On the days when it raged and solar winds whipped turbulent tornados of rust coloured clouds into the air, it wasn’t safe to visit the lake.
Twisting his neck, he surveyed the crack at the top of his visor out of the corner of his eye. A strip of silver tape remained sentinel, tacky edges clotting with dust.
The sibilant hiss of escaping air was gone. The trilling of a low oxygen alarm remained, boring into his ear drums. It had been going off for long enough to become more aural ache than irritation. In moments of inaction, he found himself humming or swaying along to the rhythm.
When I crossed the pans as a graduate with my unit, I thought it was the most alien place on Earth. I can’t escape the irony that I came so far to be reminded so strongly of home.
I was going to write my memoir when I got home, he typed. The sealed silicone keys of the EVA-ready laptop were chunky to accommodate the tips of his gloves, the screen murky behind its protective shell. The last battery bar counted down.
Before the lava tube collapsed on the hab, they had teased him good naturedly about his obsession with New Windermere. Astronauts, they said, weren’t allowed to name things and anyway, New Michigan was a better name. But New Windermere had stuck and he had visited every day that surface conditions allowed. Sometimes Murray would come to collect rock samples.
He’d been at the lake when it happened.
He glanced over at the dead rover parked haphazardly on the shore. The driver’s side door stood erect, like the wing of an outraged swan. Someone, probably Davies, had painstakingly spelled out ‘Pequod’ in duct tape on the side of the vehicle, which had made him laugh at the time.
The alarm phased back into consciousness and he shook his head in irritation. I know, I know, he muttered, and the words reverberated around the inside of his helmet.
We found the ice. Mars is a water world. There are oceans waiting, dormant beneath the surface.
Beneath him, desiccated black mud rippled gently in peaks and dips, like miniature dunes. Or waves, he thought. Rich and packed with sulphates, their tests had revealed.
He hadn’t been able to see it at first. Murray had pointed out the signs patiently until one day it clicked.

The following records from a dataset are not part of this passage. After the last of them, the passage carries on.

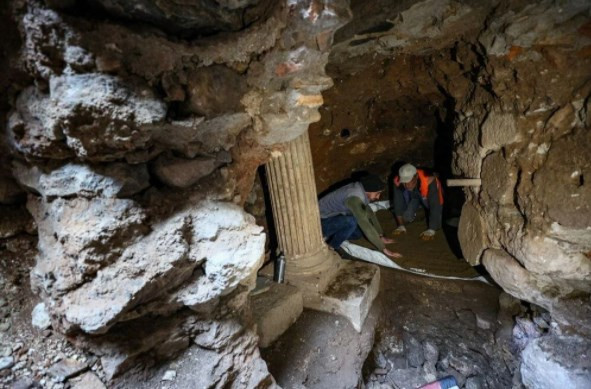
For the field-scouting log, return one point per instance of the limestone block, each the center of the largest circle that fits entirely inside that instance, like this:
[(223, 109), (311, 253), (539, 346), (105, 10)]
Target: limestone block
[(498, 130), (183, 173), (275, 309), (498, 178), (510, 275), (467, 156), (542, 254), (218, 236), (156, 264), (561, 184), (15, 220), (472, 234), (350, 294), (557, 362), (74, 179), (215, 90), (78, 236), (94, 116), (198, 136)]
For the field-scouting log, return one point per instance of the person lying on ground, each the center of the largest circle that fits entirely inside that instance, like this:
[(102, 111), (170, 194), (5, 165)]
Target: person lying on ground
[(346, 215)]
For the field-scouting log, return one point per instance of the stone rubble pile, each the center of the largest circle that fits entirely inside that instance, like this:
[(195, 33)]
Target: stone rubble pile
[(137, 150)]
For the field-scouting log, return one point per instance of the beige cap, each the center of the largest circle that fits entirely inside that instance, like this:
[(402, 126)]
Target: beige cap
[(406, 173)]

Now his eye could pick out the sloping curve of the waterline and in his mind he would fill in the missing water.
The humped back of a pebble broke the surface of the parched lakebed and he worked at it with his fingers until it popped free. He held it up to his visor, turning it over and over as he rubbed it clean. Smooth. Identical to the pebbles he had picked up and slipped into the pockets of his shorts as he wandered along the beach as a child.
The laptop screen dulled and a battery icon with a scarlet stripe through it popped up. He typed faster.
This is why I come to the lake. Murray told me weeks ago that the only way stone can be worn in this particular way is by water erosion. I would tell the others I was going paddling.
When the laptop screen finally faded to black, he carefully placed it back inside Pequod and sealed the door.
He tapped a long-winded override into the controls of his suit. The alarm fell silent. So too did the ambient whirring of life support and the sucking of the pumps. For the first time since leaving Earth, he experienced the blissful void of silence.
He released a long breath, misting the bowl of his helmet with water vapour which quickly dissipated.
He thought about the last lines he had typed. The team would have laughed. His mother would cry. NASA would find a way to put a positive spin in it, he was sure.
With his last breaths of air, he set off for a walk on the beach, slipping the pebble into the pouch hanging from his belt.